# Electrocuted from biting cord



## razzle (May 20, 2010)

My friend's cat got a serious mouth burn from biting electrical cord. It's bad. Half her lip died and had to be cut off. The vet almost cut off her upper jaw on one side of her face. She's got a hole on one side of her face. Her face is deformed and might have to have a feeding tube. I love this cat. I hope she makes it. I'll be seeing my friend soon. I'm afriad of what i'll see. :sad:

If you have a cord biter better to be safe and use cord covers

Kathy


----------



## scottd (Jun 28, 2011)

Crittercord is popular. It's infused with citrus smell and it's bitter to taste.


----------



## marie73 (Jul 12, 2006)

I think the kindest thing would have been to let her go.


----------



## Penny135 (Apr 6, 2011)

marie73 said:


> I think the kindest thing would have been to let her go.


I agree. :sad:


----------



## builder (Sep 2, 2012)

That’s horrible and it’s something that I fear all the time although I have never heard of such damage before. My most dearest cat Squirts likes to chew on cords and we have so many of them all throughout the house. 
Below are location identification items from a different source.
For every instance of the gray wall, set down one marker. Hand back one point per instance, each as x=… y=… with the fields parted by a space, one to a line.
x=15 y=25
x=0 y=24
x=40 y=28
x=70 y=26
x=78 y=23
Wires designed to be buried underground have stuff to prevent gophers from chewing on them and it’s a wonder why lamps cords don’t already have something to keep pets from chewing on them. It’s not only pets but I’ve caught my grandchildren chewing on them as well. I always worried more about the lead in the cords then electrocution, but after hearing this I wonder how often this happens. I don’t remember it, but my mother often told me that I once got a shock from chewing on a cord when I was a toddler. I guess I was lucky.

Anyways I’ve never heard of “Crittercord” or cord covers before and I’m going to do some research now. Thanks for bringing this to my attention because I just hooked up about 50 cords for my Christmas Tree display.


----------



## MowMow (Nov 6, 2010)

marie73 said:


> I think the kindest thing would have been to let her go.





Penny135 said:


> I agree. :sad:



Me three. Sometimes we have to think about what's best for them, not what we want. It's our responsibility to be sure their quality of life doesn't suffer.

What kind of cord was it? It's strange it did that much damage unless the cord was frayed.....


----------



## MowMow (Nov 6, 2010)

silly 5 minute edit rule......
What i meant was that electrocution should have enough damage to her heart to cause her to jump back, but the way it sounds she kept gnawing while it continued to burn her. Unless it happened some time ago and the damage was caused by infection i guess...


----------



## builder (Sep 2, 2012)

MowMow said:


> silly 5 minute edit rule......
> What i meant was that electrocution should have enough damage to her heart to cause her to jump back, but the way it sounds she kept gnawing while it continued to burn her. Unless it happened some time ago and the damage was caused by infection i guess...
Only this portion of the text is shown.